The liabilities of the enemy have increased, and the short positions in the COMEX market are sufficiently stacked that the big bank defenders simply cannot allow gold to win decisively. G7 governments are allied against gold to a man, while emerging economic behemoths China and Russia stand in opposition.

In particular, China’s revelations that it has been in a continuous accumulation mode for the last several years and is now the fifth largest sovereign reserve of gold has created an impetus in the gold camp that has been seen lacking in the past. Institutional and sovereign investment entities now perceive a floor in the gold price based on this information, and one must beg the question as to why China would make such a revelation when it threatens to undermine the value of its $2 trillion in U.S. debt holdings.
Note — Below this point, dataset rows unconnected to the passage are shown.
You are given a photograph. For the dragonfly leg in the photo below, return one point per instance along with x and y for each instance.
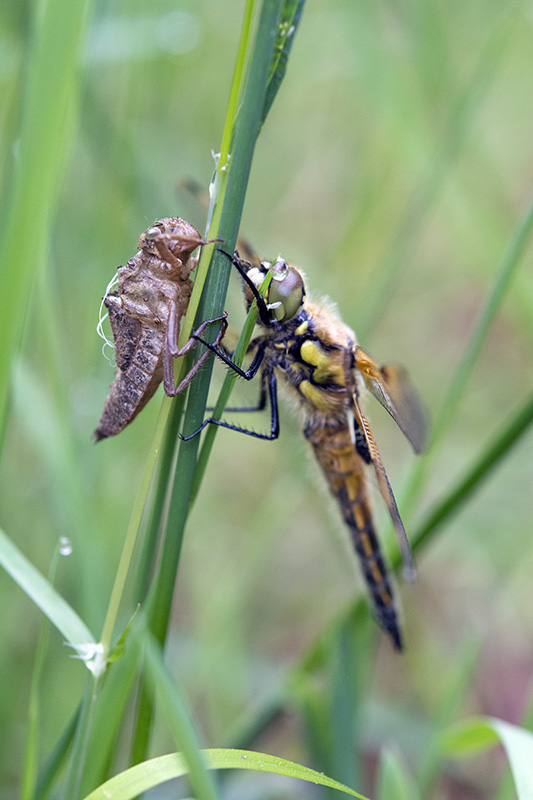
(169, 353)
(274, 416)
(261, 403)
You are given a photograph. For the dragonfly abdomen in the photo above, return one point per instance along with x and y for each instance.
(344, 469)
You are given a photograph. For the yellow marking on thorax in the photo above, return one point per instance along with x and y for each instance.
(318, 397)
(325, 368)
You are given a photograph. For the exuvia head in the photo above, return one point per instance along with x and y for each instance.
(286, 293)
(173, 232)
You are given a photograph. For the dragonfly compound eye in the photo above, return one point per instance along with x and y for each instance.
(286, 293)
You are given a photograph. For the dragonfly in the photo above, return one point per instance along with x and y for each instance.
(145, 313)
(306, 345)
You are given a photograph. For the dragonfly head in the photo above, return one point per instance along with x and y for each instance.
(286, 293)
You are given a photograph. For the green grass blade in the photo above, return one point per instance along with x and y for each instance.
(433, 179)
(46, 131)
(43, 594)
(290, 19)
(152, 773)
(245, 129)
(394, 780)
(459, 494)
(478, 734)
(179, 718)
(508, 265)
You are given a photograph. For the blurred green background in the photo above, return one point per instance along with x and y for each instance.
(393, 168)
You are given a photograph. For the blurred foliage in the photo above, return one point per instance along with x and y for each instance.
(393, 167)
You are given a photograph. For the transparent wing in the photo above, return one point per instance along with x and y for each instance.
(385, 490)
(392, 387)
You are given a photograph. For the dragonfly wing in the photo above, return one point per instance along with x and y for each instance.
(385, 490)
(392, 387)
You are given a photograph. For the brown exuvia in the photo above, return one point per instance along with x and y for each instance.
(145, 313)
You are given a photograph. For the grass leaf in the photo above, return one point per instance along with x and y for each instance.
(151, 773)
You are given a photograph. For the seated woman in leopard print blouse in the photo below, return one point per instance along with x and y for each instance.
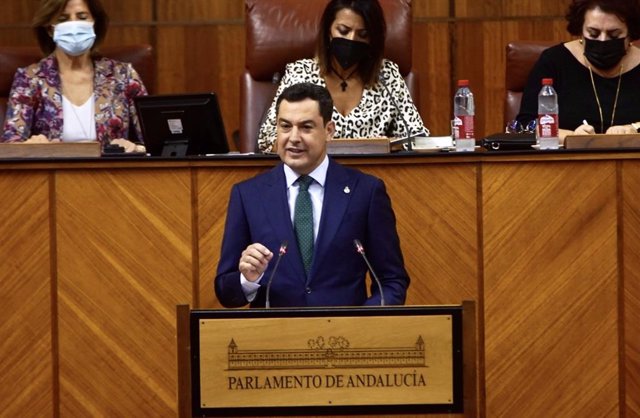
(350, 65)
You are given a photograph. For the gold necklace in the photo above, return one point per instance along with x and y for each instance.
(615, 103)
(344, 84)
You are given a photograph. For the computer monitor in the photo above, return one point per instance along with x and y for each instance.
(176, 125)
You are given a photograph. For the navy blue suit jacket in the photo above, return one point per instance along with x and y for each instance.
(355, 206)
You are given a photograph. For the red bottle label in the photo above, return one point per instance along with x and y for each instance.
(548, 126)
(463, 127)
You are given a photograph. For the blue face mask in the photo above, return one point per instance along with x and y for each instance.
(74, 37)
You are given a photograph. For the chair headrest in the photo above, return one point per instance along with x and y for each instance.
(282, 31)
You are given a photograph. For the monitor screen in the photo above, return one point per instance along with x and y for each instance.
(182, 124)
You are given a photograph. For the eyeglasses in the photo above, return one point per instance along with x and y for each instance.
(515, 127)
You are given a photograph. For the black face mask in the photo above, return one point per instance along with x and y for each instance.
(604, 55)
(347, 52)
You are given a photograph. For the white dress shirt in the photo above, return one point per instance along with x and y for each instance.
(316, 190)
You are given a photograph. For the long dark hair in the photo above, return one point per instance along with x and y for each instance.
(49, 9)
(627, 11)
(374, 22)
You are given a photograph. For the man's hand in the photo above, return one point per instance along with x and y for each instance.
(254, 261)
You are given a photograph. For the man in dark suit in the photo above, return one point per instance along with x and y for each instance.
(321, 266)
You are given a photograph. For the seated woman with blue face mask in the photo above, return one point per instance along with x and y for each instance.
(597, 75)
(72, 94)
(349, 63)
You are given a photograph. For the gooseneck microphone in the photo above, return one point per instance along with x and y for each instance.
(281, 252)
(360, 250)
(400, 116)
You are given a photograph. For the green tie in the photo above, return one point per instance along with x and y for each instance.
(303, 221)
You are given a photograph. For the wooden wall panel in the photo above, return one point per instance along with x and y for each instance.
(631, 284)
(129, 11)
(426, 9)
(214, 188)
(439, 229)
(199, 10)
(135, 275)
(511, 8)
(551, 340)
(432, 62)
(26, 358)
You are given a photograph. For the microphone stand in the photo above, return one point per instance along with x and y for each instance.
(360, 249)
(283, 251)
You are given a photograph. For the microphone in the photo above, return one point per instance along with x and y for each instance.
(360, 250)
(283, 251)
(409, 137)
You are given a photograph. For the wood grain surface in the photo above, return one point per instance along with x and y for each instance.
(547, 244)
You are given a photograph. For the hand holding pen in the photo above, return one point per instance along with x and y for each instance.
(585, 129)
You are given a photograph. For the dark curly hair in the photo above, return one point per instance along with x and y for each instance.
(374, 22)
(49, 9)
(627, 11)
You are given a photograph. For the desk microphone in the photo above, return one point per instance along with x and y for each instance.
(409, 137)
(360, 250)
(283, 251)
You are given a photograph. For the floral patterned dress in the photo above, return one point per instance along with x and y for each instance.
(35, 103)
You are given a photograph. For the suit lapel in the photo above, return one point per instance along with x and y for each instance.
(338, 188)
(273, 194)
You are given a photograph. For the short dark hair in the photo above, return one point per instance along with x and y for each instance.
(627, 11)
(374, 22)
(302, 91)
(49, 9)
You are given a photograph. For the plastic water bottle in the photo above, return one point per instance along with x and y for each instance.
(547, 130)
(463, 118)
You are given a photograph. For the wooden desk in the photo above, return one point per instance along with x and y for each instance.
(97, 253)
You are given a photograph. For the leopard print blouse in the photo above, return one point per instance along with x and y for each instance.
(374, 117)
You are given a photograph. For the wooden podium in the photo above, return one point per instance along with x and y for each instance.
(315, 361)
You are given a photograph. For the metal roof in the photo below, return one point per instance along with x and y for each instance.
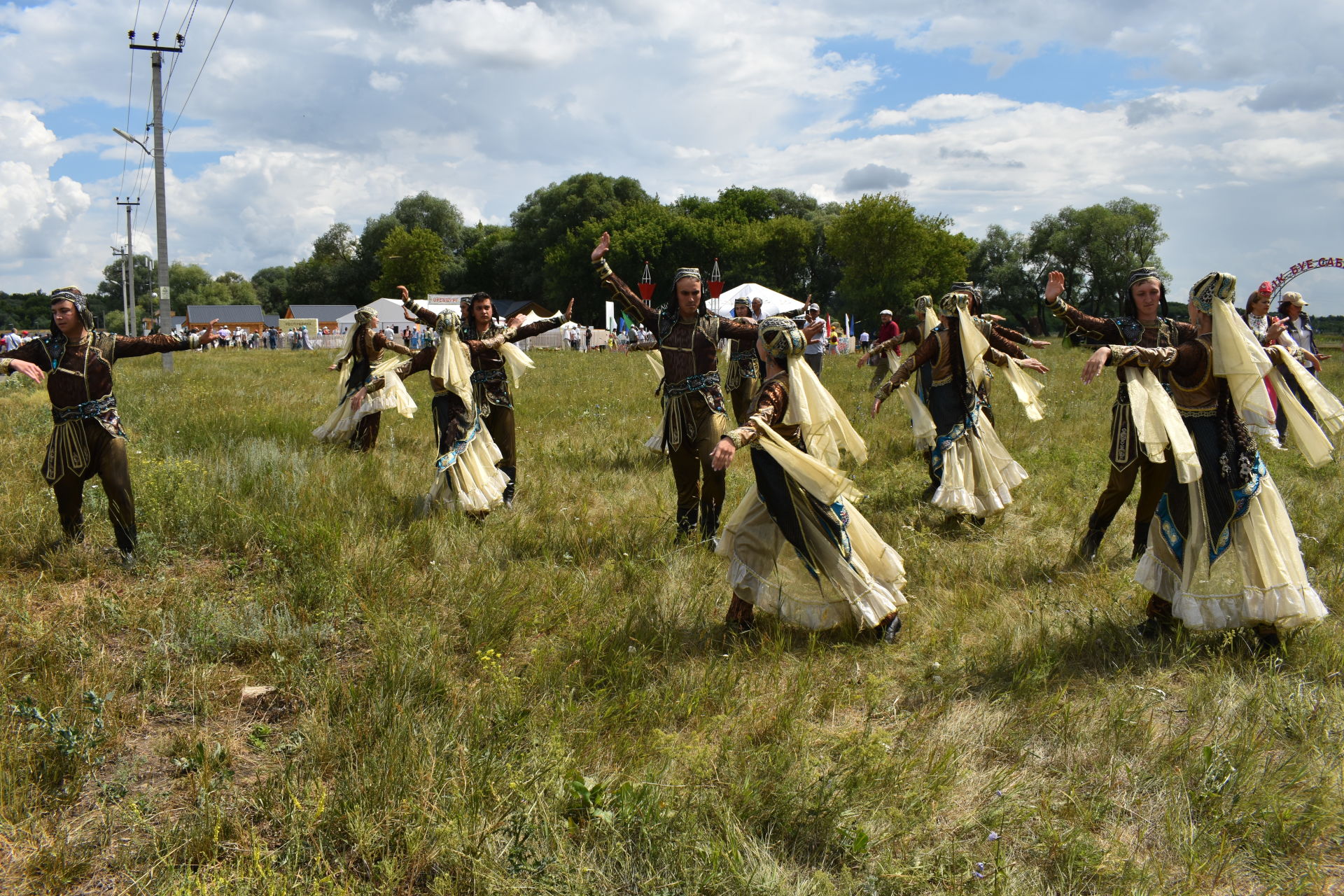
(226, 314)
(320, 312)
China has also been careful to avoid buying gold on the international market, for fear, it says, of creating a stampede into the precious metals that would immediately increase the cost of its stated intention to continue accumulating gold towards the backing of the yuan (renmibi) as a global reserve currency.

Yet that is precisely what has happened. Ostensibly, the justification for tipping their hand exists in the fact that they’ve resigned themselves to the fact that selling poison toys and pet foods to Americans in exchange for a currency that loses value like light into a black hole is an acceptable if imperfect transaction. With $50 billion a year in interest payments from the U.S., they can hedge the risk buy using it to buy gold.

With the perceived floor arguably at $850, downside risk is limited in gold far more so than in U.S. treasuries, which, if mainstream media is to be taken as remotely credible, is the current favorite of safe haven investors.

‘Safe Haven’ is about to get painted with same fragrant brush as ‘AAA-rated’ investments.

Goldbugs are salivating at the prospect of vindication, but seasoned veterans of the war know that the governments and central banks arrayed against gold are not fair fighters. Since the largest players in the futures market occupy both sides of the contract, and never take delivery of the physical gold, they can orchestrate a perpetual negative sentiment towards gold by driving the future price downward by simply amping up the short positions, thus making gold appear poised for a sell-off. This has been standard operating procedure for the last decade, and it is interesting to note that ever-bigger short positions are having less influence over shorter durations before the bulls shrug off the flimsy performance and take gold higher.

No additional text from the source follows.